Al loro interno, le tre gambe su cui si regge la coalizione sono decisamente instabili: nella prima e nella seconda è in atto la guerra per la successione al leader carismatico (senza più carisma) e per ridefinirne l’assetto di potere interno; la terza è composta da un manipolo di ex tutto che ha reso il termine «responsabilità» un vocabolo della neolingua. Il loro equilibrio si fonda solamente sulla saldezza con cui i privilegi si aggrappano a se stessi. La loro legittimazione su una serie infinita di promesse da campagna elettorale che, per quanto le si rinnovi, restano per sempre tali.
Ma la realtà sta prendendo il sopravvento: dietro i cieli di azzurra libertà e il Sole delle Alpi c’erano un conflitto d’interessi e una visione della società fondata sull’egoismo, la paura e il rigetto dell’altro. Nella libertà del Popolo di Berlusconi e dei popoli della Padania una subdola sottomissione di facciata alla morale dei bigotti, sempre più lacerata da quella, profonda ed effettiva, del libertinismo arrogante, della mutanda sfoggiata dal servo libero.
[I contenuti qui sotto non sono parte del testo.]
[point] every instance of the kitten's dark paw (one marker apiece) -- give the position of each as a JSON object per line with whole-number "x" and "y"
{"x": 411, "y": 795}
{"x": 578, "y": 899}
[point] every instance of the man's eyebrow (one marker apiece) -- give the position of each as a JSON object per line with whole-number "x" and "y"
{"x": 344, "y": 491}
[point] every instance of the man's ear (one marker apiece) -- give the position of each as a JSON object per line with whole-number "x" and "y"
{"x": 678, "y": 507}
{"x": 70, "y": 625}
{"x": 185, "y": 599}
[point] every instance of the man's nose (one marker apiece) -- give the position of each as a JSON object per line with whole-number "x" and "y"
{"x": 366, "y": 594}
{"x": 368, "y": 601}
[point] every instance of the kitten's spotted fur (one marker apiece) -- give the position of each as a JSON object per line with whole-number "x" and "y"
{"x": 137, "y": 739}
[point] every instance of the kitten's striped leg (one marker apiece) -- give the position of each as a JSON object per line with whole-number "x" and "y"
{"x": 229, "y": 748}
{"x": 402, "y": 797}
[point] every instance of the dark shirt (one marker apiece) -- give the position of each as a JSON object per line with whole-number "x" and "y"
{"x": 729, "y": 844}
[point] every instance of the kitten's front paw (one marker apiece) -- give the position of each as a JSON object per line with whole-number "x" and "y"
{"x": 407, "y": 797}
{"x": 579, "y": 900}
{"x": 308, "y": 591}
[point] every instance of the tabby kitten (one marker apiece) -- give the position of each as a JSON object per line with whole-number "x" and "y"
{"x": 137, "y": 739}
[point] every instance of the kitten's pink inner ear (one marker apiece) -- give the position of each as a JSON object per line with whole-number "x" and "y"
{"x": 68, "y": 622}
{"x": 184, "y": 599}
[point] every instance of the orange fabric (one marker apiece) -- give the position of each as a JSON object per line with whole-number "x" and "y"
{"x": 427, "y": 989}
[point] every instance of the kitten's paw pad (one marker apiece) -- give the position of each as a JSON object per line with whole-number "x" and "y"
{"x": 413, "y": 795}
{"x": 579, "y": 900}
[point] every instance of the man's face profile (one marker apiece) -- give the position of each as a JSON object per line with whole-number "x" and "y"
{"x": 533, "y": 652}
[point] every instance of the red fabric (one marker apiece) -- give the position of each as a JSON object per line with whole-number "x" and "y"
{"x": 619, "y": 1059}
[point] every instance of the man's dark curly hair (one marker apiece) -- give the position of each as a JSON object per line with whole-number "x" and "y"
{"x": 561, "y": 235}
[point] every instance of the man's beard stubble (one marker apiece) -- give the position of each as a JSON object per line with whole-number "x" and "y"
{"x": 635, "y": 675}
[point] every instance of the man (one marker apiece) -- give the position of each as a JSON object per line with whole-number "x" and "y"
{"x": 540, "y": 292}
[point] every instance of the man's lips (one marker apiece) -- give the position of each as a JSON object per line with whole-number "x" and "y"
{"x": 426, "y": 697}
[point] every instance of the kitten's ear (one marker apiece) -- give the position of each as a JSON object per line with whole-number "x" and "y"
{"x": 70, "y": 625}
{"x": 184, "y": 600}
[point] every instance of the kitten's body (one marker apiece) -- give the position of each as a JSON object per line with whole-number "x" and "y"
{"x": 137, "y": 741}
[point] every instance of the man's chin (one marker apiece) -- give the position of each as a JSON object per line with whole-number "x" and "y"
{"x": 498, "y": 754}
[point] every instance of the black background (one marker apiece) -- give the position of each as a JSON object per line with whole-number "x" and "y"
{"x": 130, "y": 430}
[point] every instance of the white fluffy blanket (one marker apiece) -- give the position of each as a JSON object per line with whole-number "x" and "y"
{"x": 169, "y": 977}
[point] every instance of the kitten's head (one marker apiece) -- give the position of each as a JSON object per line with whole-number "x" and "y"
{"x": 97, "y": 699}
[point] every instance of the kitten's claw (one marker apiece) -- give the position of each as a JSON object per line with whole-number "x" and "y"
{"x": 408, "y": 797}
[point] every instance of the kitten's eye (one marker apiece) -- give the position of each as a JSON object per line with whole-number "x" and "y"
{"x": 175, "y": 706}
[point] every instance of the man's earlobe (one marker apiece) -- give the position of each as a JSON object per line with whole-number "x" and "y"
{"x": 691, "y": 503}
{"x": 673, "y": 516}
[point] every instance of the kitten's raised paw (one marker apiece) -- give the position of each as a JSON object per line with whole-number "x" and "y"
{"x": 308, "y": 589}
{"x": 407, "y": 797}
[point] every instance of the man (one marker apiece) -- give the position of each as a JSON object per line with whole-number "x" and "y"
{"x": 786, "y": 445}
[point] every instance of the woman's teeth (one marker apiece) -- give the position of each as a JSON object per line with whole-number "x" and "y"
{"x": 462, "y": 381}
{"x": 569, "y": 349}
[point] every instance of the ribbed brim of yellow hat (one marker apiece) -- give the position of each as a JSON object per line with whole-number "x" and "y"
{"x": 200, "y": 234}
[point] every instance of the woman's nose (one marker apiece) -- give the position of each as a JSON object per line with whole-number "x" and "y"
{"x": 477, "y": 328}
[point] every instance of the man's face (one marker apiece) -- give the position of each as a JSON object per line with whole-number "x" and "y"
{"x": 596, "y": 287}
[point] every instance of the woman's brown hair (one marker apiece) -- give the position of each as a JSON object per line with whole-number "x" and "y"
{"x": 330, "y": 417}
L’inganno è sempre più vivido. Basta fare un giro sul forum ufficiale del Pdl per rendersene conto: Bossi vattene, Tremonti comunista, mi avete tradito, non siete i liberali che dicevate di essere. Più di qualcuno ne tra le dovute conseguenze: avete perso il mio voto. Nei luoghi dove la base leghista può esprimersi è tutto un piagnisteo. Eventuali elezioni non lascerebbero scampo. Lo ha ammesso perfino il senatùr nel suo unico attimo di sincerità a Pontida: il vento è cambiato, se si vota vince la sinistra.
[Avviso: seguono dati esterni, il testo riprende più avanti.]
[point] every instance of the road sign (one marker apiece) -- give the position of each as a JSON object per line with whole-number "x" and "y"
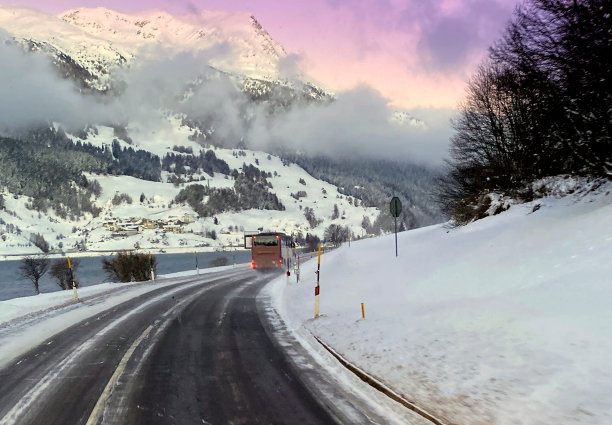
{"x": 395, "y": 206}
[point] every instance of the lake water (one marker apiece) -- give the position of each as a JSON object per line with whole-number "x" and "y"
{"x": 90, "y": 272}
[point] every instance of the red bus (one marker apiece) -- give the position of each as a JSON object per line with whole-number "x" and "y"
{"x": 267, "y": 250}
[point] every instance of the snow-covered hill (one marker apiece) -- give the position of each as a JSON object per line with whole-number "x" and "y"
{"x": 18, "y": 223}
{"x": 98, "y": 41}
{"x": 503, "y": 321}
{"x": 151, "y": 95}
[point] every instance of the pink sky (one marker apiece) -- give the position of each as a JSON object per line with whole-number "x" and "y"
{"x": 415, "y": 52}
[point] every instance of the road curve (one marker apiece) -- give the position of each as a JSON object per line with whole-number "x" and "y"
{"x": 192, "y": 353}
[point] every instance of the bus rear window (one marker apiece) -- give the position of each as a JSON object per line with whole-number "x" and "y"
{"x": 265, "y": 241}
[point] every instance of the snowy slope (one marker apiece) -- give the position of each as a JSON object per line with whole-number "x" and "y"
{"x": 100, "y": 40}
{"x": 89, "y": 231}
{"x": 504, "y": 321}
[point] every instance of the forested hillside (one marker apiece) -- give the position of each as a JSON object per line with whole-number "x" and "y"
{"x": 539, "y": 106}
{"x": 376, "y": 182}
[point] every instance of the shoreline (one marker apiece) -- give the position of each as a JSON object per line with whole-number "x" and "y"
{"x": 110, "y": 252}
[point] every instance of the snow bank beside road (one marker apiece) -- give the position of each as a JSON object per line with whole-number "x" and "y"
{"x": 504, "y": 321}
{"x": 28, "y": 321}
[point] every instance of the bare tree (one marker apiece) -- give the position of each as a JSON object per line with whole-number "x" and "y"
{"x": 60, "y": 271}
{"x": 34, "y": 268}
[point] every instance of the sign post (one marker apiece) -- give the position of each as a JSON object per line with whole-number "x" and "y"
{"x": 76, "y": 295}
{"x": 151, "y": 266}
{"x": 317, "y": 287}
{"x": 396, "y": 208}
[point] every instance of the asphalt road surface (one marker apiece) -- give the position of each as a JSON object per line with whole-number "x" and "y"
{"x": 198, "y": 352}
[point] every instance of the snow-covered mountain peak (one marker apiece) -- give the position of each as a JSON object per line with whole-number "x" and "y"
{"x": 255, "y": 53}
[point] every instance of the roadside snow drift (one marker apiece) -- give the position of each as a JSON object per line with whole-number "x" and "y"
{"x": 504, "y": 321}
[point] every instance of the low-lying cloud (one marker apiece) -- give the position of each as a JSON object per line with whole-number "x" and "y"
{"x": 32, "y": 92}
{"x": 356, "y": 123}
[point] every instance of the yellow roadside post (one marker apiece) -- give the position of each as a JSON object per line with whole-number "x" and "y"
{"x": 317, "y": 288}
{"x": 151, "y": 266}
{"x": 76, "y": 295}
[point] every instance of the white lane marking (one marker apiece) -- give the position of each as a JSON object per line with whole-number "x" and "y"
{"x": 41, "y": 386}
{"x": 98, "y": 412}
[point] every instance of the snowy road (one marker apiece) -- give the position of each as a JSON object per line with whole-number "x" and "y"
{"x": 198, "y": 352}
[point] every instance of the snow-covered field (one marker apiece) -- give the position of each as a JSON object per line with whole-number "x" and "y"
{"x": 504, "y": 321}
{"x": 229, "y": 227}
{"x": 28, "y": 321}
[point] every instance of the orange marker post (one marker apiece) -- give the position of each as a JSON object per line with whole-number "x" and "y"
{"x": 317, "y": 288}
{"x": 76, "y": 295}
E allora si tira a campare, si vive alla giornata. Dal punto di vista politico ha perfettamente senso: la poltrona, per quanto se ne taglino i costi, è comoda. Resta tuttavia una domanda per noi, che siamo costretti ad aspettare che si stufino di stare seduti e, una buona volta, se ne vadano. Ai mercati risulta più instabile un governo dimissionario o uno paralizzato? Temo, e le recenti valutazioni di Standard & Poor’s e Moody lo dimostrano, che la risposta sia la seconda. E loro, gli impoltronati, lo sanno benissimo. Ma se ne infischiano. Quindi non si parli di mancanza di alternativa: eguagliare i livelli di bassezza intellettuale, istituzionale e – diciamolo – morale raggiunti da questa maggioranza è difficile, anche a provarci davvero.